Iran Cannot Be a Partner in the Struggle Against ISIS - Interview with Dennis Ross (Washington Institute for Near East Policy)

  • Iran's behavior within the region continues to be aggressive. They believe they have a right to dominate the region, because they look down on the Arabs, think they have a superior culture, and see the U.S. as being their main impediment. Now we see unease among America's traditional friends in the region because the U.S. is perceived as being less willing to confront or counter Iranian aggressiveness in the region.
  • Iran cannot be a partner in the struggle against ISIS. In the aftermath of ISIS, we will need Sunni governance because there will be a "son of ISIS" if there is continuing exclusion of Sunnis, denial of rights, and a perception and reality of Shia militias ruling over Sunni areas.

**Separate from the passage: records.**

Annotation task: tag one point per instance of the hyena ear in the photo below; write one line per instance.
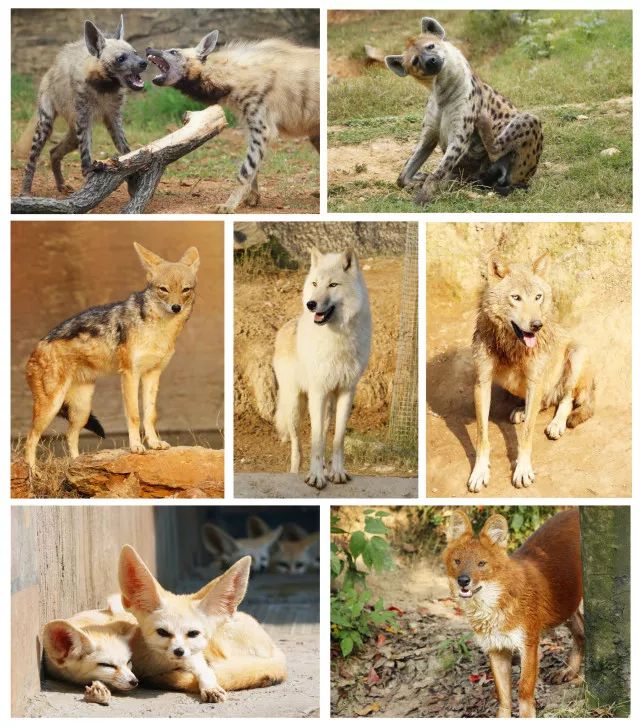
(93, 38)
(459, 525)
(394, 63)
(496, 531)
(140, 590)
(62, 641)
(207, 45)
(227, 591)
(192, 259)
(431, 25)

  • That's why we need partnership with the Sunnis, not the Iranians. So long as we don't take the threat perception of Iran as seriously as many in the GCC take it, it's going to be very hard to attract Sunnis in the kind of role we'd like to see them play.

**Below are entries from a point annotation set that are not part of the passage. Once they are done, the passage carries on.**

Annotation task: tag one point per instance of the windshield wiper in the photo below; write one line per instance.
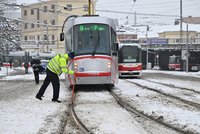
(96, 45)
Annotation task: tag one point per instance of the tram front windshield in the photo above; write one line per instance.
(91, 39)
(129, 54)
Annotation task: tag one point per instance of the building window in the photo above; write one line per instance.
(25, 12)
(32, 25)
(32, 38)
(38, 37)
(45, 8)
(69, 7)
(85, 8)
(53, 8)
(53, 22)
(53, 40)
(45, 37)
(32, 11)
(26, 26)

  • The Saudis see Iran as an existential threat. From a Saudi standpoint, they look at what Iran is doing in their Eastern Province, Bahrain, Iraq, Syria, and Yemen, and they see an effort at encirclement. The Saudis have uncovered caches of arms inside the Eastern Province. The same thing has happened in Bahrain.

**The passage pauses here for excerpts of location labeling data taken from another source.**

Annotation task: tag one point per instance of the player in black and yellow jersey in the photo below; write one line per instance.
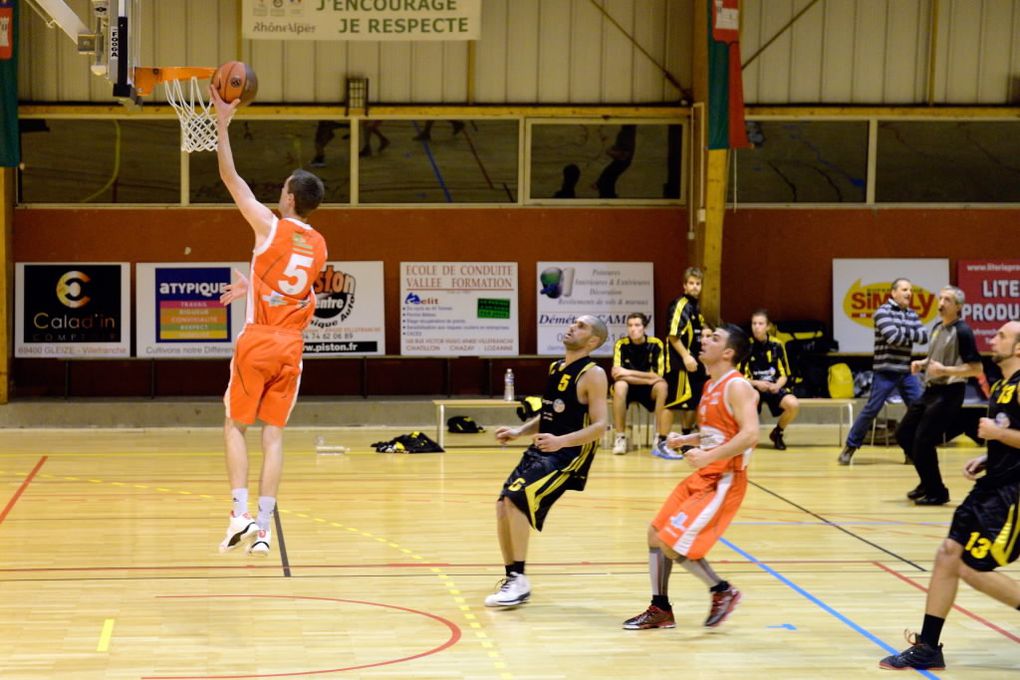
(768, 371)
(639, 364)
(566, 433)
(684, 374)
(985, 529)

  • President Obama suggested to an American journalist that Saudi Arabia should "share the neighborhood" with Iran. In the abstract, coexistence makes sense provided the one you're coexisting with is not a predator. Once Iran demonstrates to its neighbors it's not a threat, then it becomes possible to integrate the Iranians into a regional structure.
  • But look at Iranian behavior: Hizbullah has a stranglehold over Lebanon. In Iraq you have Shi'ite militias engaging in torture and looting that only deepens the sectarian divide. If there's going to be a different approach that treats Iran as a country within the region, then Iran has to show it's prepared to recognize the interests of others and not threaten them.

    Dennis Ross, a counselor at the Washington Institute, was a special assistant to President Obama from 2009 to 2011.